Questo avviene per esempio nel grande "Tavolo" d'acciaio (230 x 250) con la sua forma sconvolta e ribaltata, schiacciata e deformata in più punti, come se fosse stata piegata dalla forza del vento, sbalzata fuori dal suo luogo originario per occupare altri punti dello spazio.

E' una scultura, questa del grande tavolo, che porta con sé l'eco dell'impatto fisico, il suono della lacerazione che si ripercuote sulla superficie, lo schianto del materiale che mantiene la sicurezza dei suoi movimenti anche se la forma iniziale è stata distorta, incurvata, ferita da una rientranza che determina una tridimensionalità più accentuata.

La qualità fisica di questo incontro-scontro con l'acciaio consente a Borghi di lavorare con maggiore libertà spaziale accentuando quelli che sono i caratteri persistenti della sua ricerca, vale a dire la durezza dei contorni, la determinazione dei tagli e delle saldature legate al dinamismo del gesto, nonché l'attenzione verso il colore-luce che nasce dalla scelta stessa dei materiali.

E', infatti, proprio l'atto di ricongiungere superficie a superficie, pezzo a pezzo, che garantisce allo scultore ampi margini di manovra durante l'esecuzione dell'opera, così che la modellazione del metallo assume inattese soluzioni plastiche, esiti e valori tattili non prevedibili: rilievi, spessori, sporgenze ed incavi che trasgrediscono e arricchiscono il pensiero della scultura. Questo avviene perché il lavoro dell'artista, pur partendo da un disegno o da un bozzetto, non ha mai precisi orientamenti ma si modifica volta per volta, adeguandosi alle esigenze dello spazio. alle situazioni che si determinano intorno al corpo dell'opera, essendo importante anche ciò che ne supera i confini stabiliti.

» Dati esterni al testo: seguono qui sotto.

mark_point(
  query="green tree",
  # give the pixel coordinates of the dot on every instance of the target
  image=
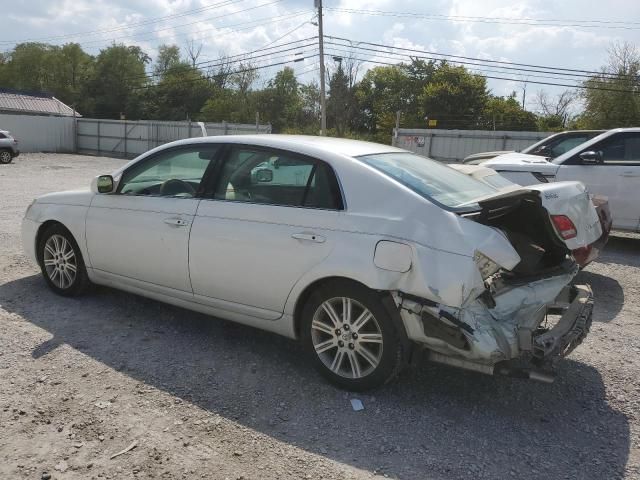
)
(506, 113)
(280, 102)
(612, 99)
(117, 82)
(454, 97)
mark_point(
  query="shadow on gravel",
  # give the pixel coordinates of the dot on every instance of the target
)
(621, 250)
(435, 422)
(608, 295)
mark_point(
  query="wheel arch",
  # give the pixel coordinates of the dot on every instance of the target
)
(386, 298)
(44, 226)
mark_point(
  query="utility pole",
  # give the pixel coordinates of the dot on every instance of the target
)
(323, 99)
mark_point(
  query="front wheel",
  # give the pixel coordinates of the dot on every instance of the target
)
(350, 336)
(61, 262)
(5, 156)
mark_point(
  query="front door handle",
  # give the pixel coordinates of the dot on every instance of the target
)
(310, 237)
(176, 222)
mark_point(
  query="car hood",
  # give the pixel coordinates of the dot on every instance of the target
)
(72, 197)
(521, 162)
(561, 198)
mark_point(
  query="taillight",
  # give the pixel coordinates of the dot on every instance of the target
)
(564, 226)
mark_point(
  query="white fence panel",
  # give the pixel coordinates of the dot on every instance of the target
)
(455, 145)
(124, 138)
(40, 134)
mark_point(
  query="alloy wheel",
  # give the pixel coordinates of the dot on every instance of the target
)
(60, 261)
(347, 337)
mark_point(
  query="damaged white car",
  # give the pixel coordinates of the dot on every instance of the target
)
(365, 253)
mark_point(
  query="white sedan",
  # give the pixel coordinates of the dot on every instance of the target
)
(366, 253)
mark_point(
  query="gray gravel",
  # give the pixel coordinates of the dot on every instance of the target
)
(81, 379)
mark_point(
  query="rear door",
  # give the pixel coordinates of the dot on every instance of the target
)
(617, 177)
(269, 219)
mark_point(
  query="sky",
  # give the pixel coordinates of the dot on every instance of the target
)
(572, 34)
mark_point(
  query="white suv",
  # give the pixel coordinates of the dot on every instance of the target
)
(608, 165)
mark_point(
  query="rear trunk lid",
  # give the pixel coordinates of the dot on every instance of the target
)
(572, 200)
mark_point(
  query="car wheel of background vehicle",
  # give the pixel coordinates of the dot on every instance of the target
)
(61, 262)
(5, 156)
(351, 337)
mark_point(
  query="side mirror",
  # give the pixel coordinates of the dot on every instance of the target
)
(104, 184)
(591, 157)
(264, 175)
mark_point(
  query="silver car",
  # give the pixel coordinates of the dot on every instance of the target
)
(8, 147)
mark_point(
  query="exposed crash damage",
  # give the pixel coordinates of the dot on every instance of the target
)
(526, 318)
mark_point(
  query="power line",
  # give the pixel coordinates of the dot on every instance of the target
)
(224, 28)
(227, 60)
(515, 70)
(482, 60)
(583, 87)
(127, 26)
(153, 32)
(497, 20)
(210, 77)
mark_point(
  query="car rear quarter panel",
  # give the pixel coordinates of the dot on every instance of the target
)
(69, 209)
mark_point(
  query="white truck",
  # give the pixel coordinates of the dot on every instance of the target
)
(608, 165)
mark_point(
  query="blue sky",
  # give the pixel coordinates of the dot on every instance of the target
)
(557, 33)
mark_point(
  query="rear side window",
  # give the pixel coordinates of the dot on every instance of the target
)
(277, 178)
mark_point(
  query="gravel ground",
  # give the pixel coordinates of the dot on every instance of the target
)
(82, 379)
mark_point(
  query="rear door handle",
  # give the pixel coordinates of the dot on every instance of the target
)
(176, 222)
(310, 237)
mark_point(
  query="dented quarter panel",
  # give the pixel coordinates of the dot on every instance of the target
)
(572, 199)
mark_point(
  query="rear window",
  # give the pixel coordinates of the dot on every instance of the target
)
(432, 180)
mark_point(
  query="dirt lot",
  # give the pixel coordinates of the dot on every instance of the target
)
(82, 379)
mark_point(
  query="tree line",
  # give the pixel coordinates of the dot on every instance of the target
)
(122, 80)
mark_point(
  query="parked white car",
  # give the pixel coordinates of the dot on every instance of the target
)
(609, 165)
(377, 254)
(592, 226)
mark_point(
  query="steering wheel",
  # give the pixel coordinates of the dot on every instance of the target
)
(175, 186)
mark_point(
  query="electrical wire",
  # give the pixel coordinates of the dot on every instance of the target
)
(481, 60)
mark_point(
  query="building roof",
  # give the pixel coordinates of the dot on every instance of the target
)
(37, 103)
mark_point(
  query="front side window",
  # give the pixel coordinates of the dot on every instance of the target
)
(277, 178)
(433, 180)
(618, 149)
(174, 173)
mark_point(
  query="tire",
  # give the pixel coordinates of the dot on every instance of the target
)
(61, 262)
(5, 157)
(362, 353)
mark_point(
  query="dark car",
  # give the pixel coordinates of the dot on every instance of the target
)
(549, 147)
(8, 147)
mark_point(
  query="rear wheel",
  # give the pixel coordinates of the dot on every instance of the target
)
(350, 336)
(5, 156)
(61, 262)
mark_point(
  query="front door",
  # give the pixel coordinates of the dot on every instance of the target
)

Sicché la scultura sembra muoversi, acquista rilievo e profondità, avvolge lo spazio e ne viene catturata, lega a se flussi di luce, oscurità e riflessi che il metallo determina nella mobilità della superficie.

Non può far altro, lo scultore, che assecondare gli scatti del materiale, le mosse attraverso le quali l'immagine si svincola da qualunque modello progettato per determinare la propria spazialità, il respiro della sua azione.

Borghi ha saputo - in questi anni di silenziosa maturazione - ascoltare la voce del materiale, accogliere i suggerimenti che ogni attimo di scultura propone come energia interna, non legata a progettazioni astratte, ma aderente all'espandersi e al contrarsi di una superficie, alle diverse implicazioni della luce, all'esigenza del colore di essere elemento non occasionale ma rafforzamento degli attributi della materia.

Con atteggiamento umile l'artista ha saputo impadronirsi di ciò che le prime sculture degli anni novanta non ancora avevano saputo sviluppare, prese come erano dal problema di rappresentare alberi, nuvole e cieli, vale a dire l'elogio del paesaggio come nucleo e frammento in lotta con se stesso.

In queste ultime prove - a cui il senso di questa mostra guarda come al proprio orizzonte futuro - la ricerca di Borghi si esibisce come volontà di nuove risonanze plastiche, di tensioni che rimbalzano altrove, nello spazio dominato da forme anomale, irregolari, mutevoli.

Sono forme - queste - che rimandano al mito dell'energia, al vero fulcro di ogni opera che non voglia immobilizzare il proprio desiderio plastico in una soluzione rassicurante ma desideri portarlo oltre il perimetro, trasformarlo sempre in azione: ai limiti del paesaggio possibile.